I am running the following code on my seurat object:

rna_object
Active assay: RNA (32285 features, 0 variable features)
1 layer present: counts

rna_object <- NormalizeData(rna_object)
this correctly gives me the log normalized data.

Then I do this with the following paramters, which I believe is having issues being together:

rna_object <- CHOIR(rna_object ,
                        use_assay = "RNA",
                        feature_set = 'all',
                        batch_correction_method = "Harmony",
                        batch_labels = "sample",
                        n_var_features = 4000,
                        distance_awareness = FALSE,
                        use_variance = FALSE,
                        p_adjust = 'fdr',
                        alpha = 0.05,
                        downsampling_rate = 1,
                        n_cores= 100)

Here is the entire log output.
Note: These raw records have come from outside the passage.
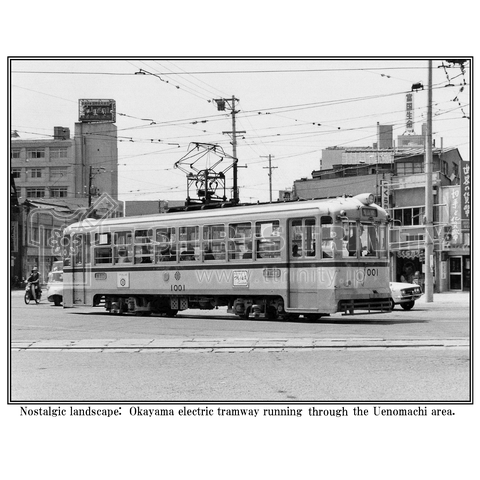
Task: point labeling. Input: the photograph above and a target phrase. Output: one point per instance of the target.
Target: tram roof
(333, 205)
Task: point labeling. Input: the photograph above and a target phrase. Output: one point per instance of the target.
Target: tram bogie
(270, 261)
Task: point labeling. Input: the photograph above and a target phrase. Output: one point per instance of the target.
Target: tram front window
(364, 239)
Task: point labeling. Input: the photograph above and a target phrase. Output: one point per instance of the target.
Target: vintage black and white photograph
(239, 229)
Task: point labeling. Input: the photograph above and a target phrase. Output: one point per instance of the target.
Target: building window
(58, 192)
(445, 168)
(56, 172)
(410, 215)
(409, 168)
(59, 152)
(35, 192)
(36, 172)
(36, 153)
(455, 169)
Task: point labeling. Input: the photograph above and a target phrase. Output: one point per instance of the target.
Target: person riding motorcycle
(34, 278)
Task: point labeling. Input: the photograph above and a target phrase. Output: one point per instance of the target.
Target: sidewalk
(459, 298)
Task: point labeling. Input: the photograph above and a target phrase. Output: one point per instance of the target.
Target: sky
(290, 109)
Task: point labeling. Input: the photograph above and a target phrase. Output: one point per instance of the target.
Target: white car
(405, 294)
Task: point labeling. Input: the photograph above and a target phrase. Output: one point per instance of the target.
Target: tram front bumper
(372, 302)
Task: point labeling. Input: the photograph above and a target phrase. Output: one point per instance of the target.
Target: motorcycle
(31, 293)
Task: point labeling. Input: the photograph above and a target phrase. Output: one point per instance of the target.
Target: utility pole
(269, 172)
(90, 178)
(429, 195)
(221, 106)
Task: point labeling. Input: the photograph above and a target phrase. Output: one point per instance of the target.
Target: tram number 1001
(177, 288)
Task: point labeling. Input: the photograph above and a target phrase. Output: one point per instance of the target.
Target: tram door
(302, 284)
(80, 253)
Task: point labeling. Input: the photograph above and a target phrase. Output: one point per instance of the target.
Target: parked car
(404, 294)
(55, 284)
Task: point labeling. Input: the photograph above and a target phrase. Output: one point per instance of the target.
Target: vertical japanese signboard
(409, 113)
(385, 194)
(465, 196)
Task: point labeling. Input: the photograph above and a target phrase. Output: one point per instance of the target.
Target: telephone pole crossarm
(269, 171)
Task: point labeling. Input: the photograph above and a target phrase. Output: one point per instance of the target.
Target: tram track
(236, 345)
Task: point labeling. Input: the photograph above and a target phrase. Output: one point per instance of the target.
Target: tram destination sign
(369, 212)
(96, 110)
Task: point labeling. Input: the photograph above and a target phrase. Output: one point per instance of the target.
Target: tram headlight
(365, 198)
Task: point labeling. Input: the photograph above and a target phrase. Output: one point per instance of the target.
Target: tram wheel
(271, 313)
(408, 305)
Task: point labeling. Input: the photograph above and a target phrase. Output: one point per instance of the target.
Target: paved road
(85, 355)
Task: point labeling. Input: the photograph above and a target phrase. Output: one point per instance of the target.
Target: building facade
(399, 187)
(57, 181)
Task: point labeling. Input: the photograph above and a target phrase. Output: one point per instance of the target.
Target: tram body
(308, 258)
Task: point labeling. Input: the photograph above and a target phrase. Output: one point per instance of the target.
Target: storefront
(455, 270)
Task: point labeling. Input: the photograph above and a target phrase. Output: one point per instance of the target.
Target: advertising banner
(96, 110)
(465, 196)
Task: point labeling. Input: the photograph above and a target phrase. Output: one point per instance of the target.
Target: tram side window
(214, 242)
(77, 248)
(332, 238)
(189, 244)
(165, 245)
(382, 241)
(122, 247)
(269, 241)
(103, 248)
(240, 241)
(144, 246)
(303, 238)
(350, 239)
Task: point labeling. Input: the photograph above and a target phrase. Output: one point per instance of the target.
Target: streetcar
(276, 260)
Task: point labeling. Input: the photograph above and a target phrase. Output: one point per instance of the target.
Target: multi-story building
(399, 186)
(57, 181)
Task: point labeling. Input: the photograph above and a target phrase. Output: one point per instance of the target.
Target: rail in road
(222, 345)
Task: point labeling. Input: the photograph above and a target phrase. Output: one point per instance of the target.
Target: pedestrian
(34, 278)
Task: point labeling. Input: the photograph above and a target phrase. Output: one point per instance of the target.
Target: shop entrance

The Error is the last sentence:

2025-04-20 02:08:06 AM : (Step 1/7) Checking inputs and preparing object..

Input data:
 - Object type: Seurat (v5)
 - # of cells: 32275
 - # of batches: 8
 - # of modalities: 1
 - ATAC data: FALSE
 - Countsplitting: FALSE
 - Assay: RNA
 - Layer used to build tree: data
 - Layer used to prune tree: data

Proceeding with the following parameters:
 - Intermediate data stored under key: CHOIR
 - Alpha: 0.05
 - Multiple comparison adjustment: fdr
 - Features to train RF: all
 - # of excluded features: 0
 - # of permutations: 100
 - # of RF trees: 50
 - Use variance: FALSE
 - Minimum accuracy: 0.5
 - Minimum connections: 1
 - Maximum repeated errors: 20
 - Distance approximation: TRUE
 - Maximum cells sampled: Inf
 - Downsampling rate: 1
 - Minimum reads: >0 reads
 - Maximum clusters: auto
 - Minimum cluster depth: 2000
 - Normalization method: none
 - Subtree dimensionality reductions: TRUE
 - Dimensionality reduction method: Default
 - Dimensionality reduction parameters provided: No
 - # of variable features: 4000
 - Batch correction method: Harmony
 - Batch correction parameters provided: No
 - Metadata column containing batch information: sample
 - Nearest neighbor parameters provided: 
     - verbose: FALSE
 - Clustering parameters provided: 
     - algorithm: 1
     - group.singletons: TRUE
     - verbose: FALSE
 - # of cores: 64
 - Random seed: 1

2025-04-20 02:08:06 AM : (Step 2/7) Running initial dimensionality reduction..
2025-04-20 02:08:06 AM : Preparing matrix using 'RNA' assay and 'data' slot..
2025-04-20 02:08:17 AM : Running PCA with 4000 variable features..
2025-04-20 02:08:50 AM : Running Harmony batch correction using column 'sample'..
2025-04-20 02:10:00 AM : (Step 3/7) Generating initial nearest neighbors graph..
2025-04-20 02:10:22 AM : (Step 4/7) Identify starting clustering resolution..
                      Starting resolution: 0.001
2025-04-20 02:11:14 AM : (Step 5/7) Building root clustering tree..

                      
                      Identified 2 clusters in root tree.
2025-04-20 02:12:55 AM : (Step 6/7) Subclustering root tree..
2025-04-20 02:14:55 AM : 10% (Subtree 1/2, 31877 cells), 2 total clusters.
2025-04-20 02:15:19 AM : 15% (Subtree 1/2, 31877 cells), 2 total clusters.
2025-04-20 01:08:16 PM : 35% (Subtree 1/2, 31877 cells), 102 total clusters.
2025-04-20 01:12:54 PM : 49% (Subtree 1/2, 31877 cells), 107 total clusters.
2025-04-20 01:28:29 PM : 64% (Subtree 1/2, 31877 cells), 113 total clusters.
2025-04-20 01:31:03 PM : 79% (Subtree 1/2, 31877 cells), 117 total clusters.
2025-04-20 01:33:18 PM : 94% (Subtree 1/2, 31877 cells), 119 total clusters.
2025-04-20 01:33:28 PM : 99% (Subtree 2/2, 398 cells), 119 total clusters.
2025-04-20 01:37:43 PM : 100% (Subtree 2/2, 398 cells), 126 total clusters.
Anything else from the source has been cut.